HTStream

Fast, streaming QA/QC for High Throughput Sequencing data

Download .zip Download .tar.gz Download binary View on GitHub

Welcome to the HTStream application page.

HTStream is a quality control and processing pipeline for High Throughput Sequencing data. The difference between HTStream and other tools is that HTStream uses a tab delimited fastq format that allows for streaming from application to application. This streaming creates some awesome efficiencies when processing HTS data and makes it fully interoperable with other standard Linux tools.

Benefits Include:

No intermediate files (reduces storage footprint)
Reduce I/O (files are only read in and written out once)
Handles both single end and paired end reads at the same time
Processes can work at the same time allowing for process parallelization
Built on top of mature C++ Boost libraries to reduce bugs and memory leaks
Designed following the philosophy of Program Design in the UNIX Environment
Works with native Unix/Linux applications such as grep/sed/awk etc

Important Links

Bug reports and suggested features GitHub Issues

Installing HTStream
hts_AdapterTrimmer
hts_CutTrim
hts_Overlapper
hts_QWindowTrim
hts_Stats
hts_NTrimmer
hts_PolyATTrim
hts_SeqScreener
hts_SuperDeduper
hts_Primers
ExamplePipelines
ParsingJSON

Installation HTStream

Options for installing HTStream include the following:

1) Download and unpack the binary:

The easist and most straight forward option if you are using a Linux system is just to download the compiled binary.

wget https://github.com/s4hts/HTStream/releases/download/v1.3.0-release/HTStream_v1.3.0-release.tar.gz
tar xvf HTStream_v1.1.0-release.tar.gz

2) Bioconda:

Many people use conda environments to manage software. HTStream is available through the Bioconda channel.

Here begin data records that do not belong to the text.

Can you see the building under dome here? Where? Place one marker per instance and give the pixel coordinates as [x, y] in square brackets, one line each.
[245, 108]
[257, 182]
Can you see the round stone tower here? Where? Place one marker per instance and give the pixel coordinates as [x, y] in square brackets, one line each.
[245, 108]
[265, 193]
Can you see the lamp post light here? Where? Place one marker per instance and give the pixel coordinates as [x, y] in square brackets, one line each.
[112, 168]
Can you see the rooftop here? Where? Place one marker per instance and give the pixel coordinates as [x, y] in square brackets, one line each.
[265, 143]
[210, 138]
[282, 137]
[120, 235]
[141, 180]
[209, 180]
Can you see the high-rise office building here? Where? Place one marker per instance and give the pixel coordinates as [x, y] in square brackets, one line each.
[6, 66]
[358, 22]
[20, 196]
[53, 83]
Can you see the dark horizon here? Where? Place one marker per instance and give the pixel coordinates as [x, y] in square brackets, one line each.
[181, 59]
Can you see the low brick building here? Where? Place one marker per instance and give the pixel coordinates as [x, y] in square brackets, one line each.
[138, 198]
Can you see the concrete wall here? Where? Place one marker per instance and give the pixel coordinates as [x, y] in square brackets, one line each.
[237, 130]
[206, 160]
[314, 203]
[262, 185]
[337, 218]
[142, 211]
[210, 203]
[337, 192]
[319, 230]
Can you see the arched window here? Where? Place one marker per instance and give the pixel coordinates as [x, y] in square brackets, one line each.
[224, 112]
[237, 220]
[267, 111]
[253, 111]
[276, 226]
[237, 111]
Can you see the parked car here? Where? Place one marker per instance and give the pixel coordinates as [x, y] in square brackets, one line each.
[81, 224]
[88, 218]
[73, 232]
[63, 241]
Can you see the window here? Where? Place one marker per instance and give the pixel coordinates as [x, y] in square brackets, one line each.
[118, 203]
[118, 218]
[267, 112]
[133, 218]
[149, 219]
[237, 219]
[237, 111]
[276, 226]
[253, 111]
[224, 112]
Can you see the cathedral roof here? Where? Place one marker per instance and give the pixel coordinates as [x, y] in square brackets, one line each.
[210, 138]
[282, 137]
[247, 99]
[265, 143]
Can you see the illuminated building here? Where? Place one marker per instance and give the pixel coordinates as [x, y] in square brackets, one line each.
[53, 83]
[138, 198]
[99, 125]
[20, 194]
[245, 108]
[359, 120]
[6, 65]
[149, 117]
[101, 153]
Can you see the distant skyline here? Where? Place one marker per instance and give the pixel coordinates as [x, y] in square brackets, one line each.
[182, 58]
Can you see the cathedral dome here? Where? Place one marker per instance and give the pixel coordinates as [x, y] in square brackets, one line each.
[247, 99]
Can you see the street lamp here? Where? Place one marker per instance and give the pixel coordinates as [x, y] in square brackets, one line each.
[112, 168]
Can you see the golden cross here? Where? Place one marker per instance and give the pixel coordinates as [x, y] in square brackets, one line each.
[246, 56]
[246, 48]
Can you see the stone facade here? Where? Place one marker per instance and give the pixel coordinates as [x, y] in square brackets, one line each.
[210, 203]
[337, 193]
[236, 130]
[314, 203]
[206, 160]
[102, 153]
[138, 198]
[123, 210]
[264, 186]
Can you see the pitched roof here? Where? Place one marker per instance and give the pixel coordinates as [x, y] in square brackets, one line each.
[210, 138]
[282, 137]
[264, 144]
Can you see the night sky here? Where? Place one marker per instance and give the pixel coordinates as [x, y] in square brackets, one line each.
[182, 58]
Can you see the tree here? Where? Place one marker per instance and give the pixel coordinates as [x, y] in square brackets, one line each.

If you don't have Bioconda, visit Miniconda to get a copy of the Miniconda installer, or follow the steps below:

wget https://repo.anaconda.com/miniconda/Miniconda3-latest-Linux-x86_64.sh
chmod +x Miniconda3-latest-Linux-x86_64.sh
./Miniconda3-latest-Linux-x86_64.sh

#Add channels for bioconda
conda config --add channels defaults
conda config --add channels bioconda
conda config --add channels conda-forge

#Install HTStream
conda install htstream

3) Compiling HTStream on Linux

Alternatively you might choose to compile HTStream yourself. This process can be more complicated, but we offer some suggestions below.

Linux Prerequisites

Cmake 3.2 or greater.
Boost 1.56 or greater including the following
- libboost-dev libboost-system-dev libboost-program-options-dev libboost-iostreams-dev libboost-filesystem-dev

On Ubuntu or similar systems prerequisites can be installed as follows

sudo apt-get install cmake # Additional help for Cmake here

sudo apt install libboost-dev libboost-system-dev libboost-program-options-dev libboost-iostreams-dev libboost-filesystem-dev

Alternatively Boost can be installed from source:

wget -O 1_60.tar.bz2 https://sourceforge.net/projects/boost/files/boost/1.60.0/boost_1_60_0.tar.bz2/download
tar --bzip2 -xf 1_60.tar.bz2
cd boost_1_60_0
./bootstrap.sh 
./b2 # This will take a while.
BOOST_INCLUDE=$(pwd)
BOOST_INCLUDE_LIB=$(pwd)/stage/lib

Install HTStream

git clone https://github.com/s4hts/HTStream.git
cd HTStream
mkdir build
cd build
cmake ..
#When using an alternative Boost install:
#cmake -DCMAKE_INCLUDE_PATH=$BOOST_INCLUDE -DCMAKE_LIBRARY_PATH=$BOOST_INCLUDE_LIB .. 
#To specify an install location use -DCMAKE_INSTALL_PREFIX=
make 
make install #install to /usr/local/bin with sudo access (or location specified with not sudo access)

4) Building on Mac OSX

First, Install Homebrew

brew upgrade
brew install cmake
brew install boost

git clone https://github.com/s4hts/HTStream.git
cd HTStream
mkdir build
cd build
cmake ..
#When using an alternative Boost install:
#cmake -DCMAKE_INCLUDE_PATH=$BOOST_INCLUDE -DCMAKE_LIBRARY_PATH=$BOOST_INCLUDE_LIB .. 
#To specify an install location use -DCMAKE_INSTALL_PREFIX=
make 
make install #install to /usr/local/bin with sudo access (or location specified with not sudo access)

Troubleshooting

Some users have experienced issues with the boost install. We think this arises from having other versions of boost on the system. Try the following:

cmake -DBoost_NO_SYSTEM_PATHS=TRUE -DBOOST_INCLUDEDIR=/usr/local/include/ ..

export CC=`which gcc`
export CXX=`which g++`
mkdir -p build
cd build
cmake -DBoost_NO_SYSTEM_PATHS=TRUE -DCMAKE_INCLUDE_PATH=$BOOST_INCLUDE -DCMAKE_LIBRARY_PATH=$BOOST_INCLUDE_LIB ..

Additional CMake Options

To build HTStream with statically linked libraries use

cmake -DBUILD_STATIC_BIN=ON ..

Table of contents

HTStream Applications Overview

hts_AdapterTrimmer

Adapter trimmer trims adapters which are sequenced when the fragment insert length is shorter than the read length. In this case, the sequencer reads past the end of the insert and into the Illumina sequencing adapter. hts_AdapterTrimmer first overlaps the reads, then determins whether a 3' overhang exists. Typically a 3' overhang can only occur when adapter is present in the reads, so hts_AdapterTrimmer trims these overhangs. The algorithm used is the hts_Overlapper algorithm, except that the reads are returned as a pair. This is useful for some programs that don't accept a combination of SE and PE reads. It is important to note that because hts_AdapterTrimmer does not rely on adapter pattern matching, it can effectively trim adapters as short as a single base pair.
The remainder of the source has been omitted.